In that single, profound moment of clarity, Borgin's entire business philosophy underwent a radical transformation. He was not looking at a child. He was looking at the future. He was looking at a power that could rival Dumbledore, a force that had already stared into the abyss and made the abyss blink. And what was a single box of Lucius Malfoy's second-rate dark artifacts compared to the opportunity to get in on the ground floor of the next magical dynasty?

The greasy, hostile shopkeeper vanished, replaced by a fawning, obsequious servant.

"Miss Granger!" he exclaimed, his voice now full of a warm, sycophantic cheer. "Of course! A gift! Please, consider it a token of my esteem, a small welcome present to a rising star in our world." He bustled behind the counter and retrieved a heavy, rune-carved box, placing it in her hands with a reverent bow. "Please, remember Borgin and Burkes. We take anything.

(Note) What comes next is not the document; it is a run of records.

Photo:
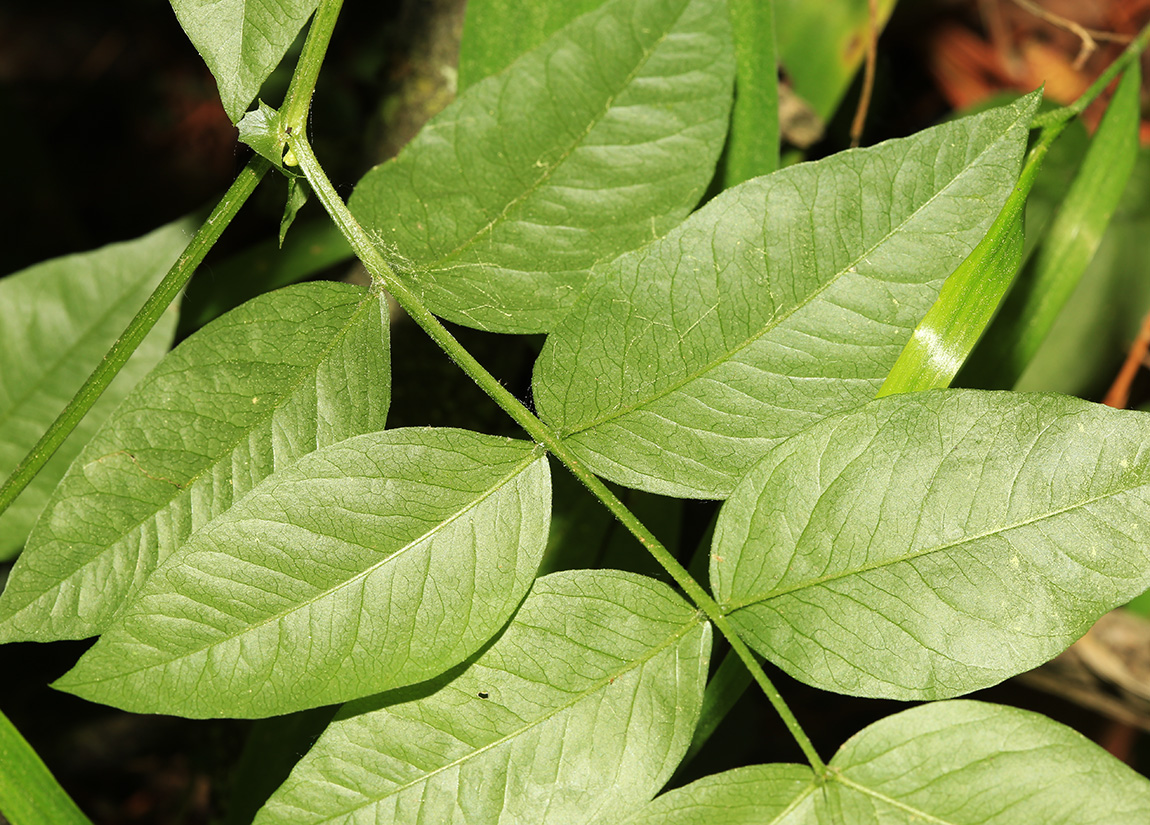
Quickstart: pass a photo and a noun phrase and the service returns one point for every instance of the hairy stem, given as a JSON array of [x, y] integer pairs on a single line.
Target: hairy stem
[[136, 331], [384, 275]]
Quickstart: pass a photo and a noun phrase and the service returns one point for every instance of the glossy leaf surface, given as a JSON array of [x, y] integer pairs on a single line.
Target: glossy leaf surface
[[242, 41], [370, 564], [782, 300], [599, 140], [60, 319], [251, 392], [945, 763], [579, 712], [930, 544]]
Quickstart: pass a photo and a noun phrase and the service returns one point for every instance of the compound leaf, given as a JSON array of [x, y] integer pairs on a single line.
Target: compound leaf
[[599, 140], [780, 302], [370, 564], [579, 712], [945, 763], [930, 544], [61, 316], [242, 41], [254, 390]]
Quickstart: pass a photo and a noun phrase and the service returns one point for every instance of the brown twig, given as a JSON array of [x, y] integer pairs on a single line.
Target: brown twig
[[1119, 394], [872, 55], [1089, 37]]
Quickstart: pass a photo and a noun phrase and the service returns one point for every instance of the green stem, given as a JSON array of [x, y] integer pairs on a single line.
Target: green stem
[[298, 100], [29, 793], [1132, 52], [131, 337], [383, 274]]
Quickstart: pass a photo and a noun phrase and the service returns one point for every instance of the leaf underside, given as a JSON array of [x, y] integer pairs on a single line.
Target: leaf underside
[[597, 142], [782, 300], [61, 316], [252, 391], [930, 544], [579, 712], [367, 565]]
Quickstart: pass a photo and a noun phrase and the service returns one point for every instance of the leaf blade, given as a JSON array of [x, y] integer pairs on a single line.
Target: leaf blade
[[61, 318], [599, 139], [934, 543], [306, 366], [242, 41], [777, 303], [485, 745]]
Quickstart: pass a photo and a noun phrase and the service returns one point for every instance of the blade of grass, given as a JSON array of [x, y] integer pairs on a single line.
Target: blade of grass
[[29, 793], [1042, 291]]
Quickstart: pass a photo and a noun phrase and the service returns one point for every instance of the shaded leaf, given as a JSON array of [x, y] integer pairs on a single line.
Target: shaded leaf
[[595, 143], [579, 712], [930, 544], [498, 31], [242, 41], [780, 302], [370, 564], [61, 316], [252, 392]]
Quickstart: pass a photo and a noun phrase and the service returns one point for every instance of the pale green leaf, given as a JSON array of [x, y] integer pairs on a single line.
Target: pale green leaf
[[61, 316], [756, 795], [782, 300], [577, 713], [498, 31], [930, 544], [595, 143], [971, 763], [242, 41], [822, 44], [277, 377], [370, 564], [945, 763]]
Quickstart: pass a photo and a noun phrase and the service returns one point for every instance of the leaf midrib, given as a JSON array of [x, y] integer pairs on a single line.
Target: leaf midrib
[[547, 170], [775, 322], [188, 486], [516, 468], [731, 606], [602, 684]]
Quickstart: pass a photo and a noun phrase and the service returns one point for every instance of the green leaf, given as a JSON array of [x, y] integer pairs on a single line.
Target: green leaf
[[595, 143], [782, 300], [754, 795], [579, 712], [29, 793], [60, 319], [253, 391], [242, 41], [370, 564], [930, 544], [970, 763], [945, 763], [498, 31], [1072, 241], [821, 45]]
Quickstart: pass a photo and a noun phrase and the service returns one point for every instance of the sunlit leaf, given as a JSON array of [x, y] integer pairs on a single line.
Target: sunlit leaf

And for a valued client such as yourself, the rates will always be… favorable."

He was practically beaming at her. Hermione was so thrown by the sudden, 180-degree shift in his demeanor that she just stared at him, completely bewildered.

A minute later, she walked out of the shop, the heavy box in her hands, her mind still struggling to process what had just happened.

Harry was waiting for her just outside the door, his face a mask of pale, conflicted horror. He had seen the whole thing through the grimy shop window.

"You…" he began, looking at the box in her hands, a million accusations dying on his lips. He had just watched his best friend, the girl who had saved his life, calmly and ruthlessly blackmail a man.

"Justice was served," Hermione said simply, not a hint of shame in her voice. "Please, call me a friend of the common good."

But… but you're keeping the box! Harry screamed in his head. You didn't say you were going to give it to Mr. Weasley! And since when do you know the Traceless Extension Charm? He watched, his cheek twitching, as she casually dropped the large, heavy box into her tiny schoolbag, where it disappeared without a sound.

He had so many questions. But he looked at the cold, calm expression in her eyes, and he thought of the troll, of the professor, of the sheer, terrifying power she wielded so casually, and he wisely decided to keep his mouth shut.

Hermione, for her part, was just as confused. Her plan had been for a hostile negotiation, maybe a few well-placed threats, a bit of magical intimidation. She hadn't been prepared for the cheerful, enthusiastic compliance. Weird, she thought, shrugging it off. Maybe he was just really impressed by my argument about having friends in high places.

She couldn't have known that her own, rapidly growing legend was now a more powerful weapon than any curse she could cast.

As she sorted through the priceless alchemical materials in the box—powdered Bicorn horn, Boomslang skin, a vial of what looked suspiciously like mermaid tears—she felt a surge of triumphant glee. Thank you for your generous donation, Lucius, she thought with a wicked smirk. I'll be sure to put it to good use.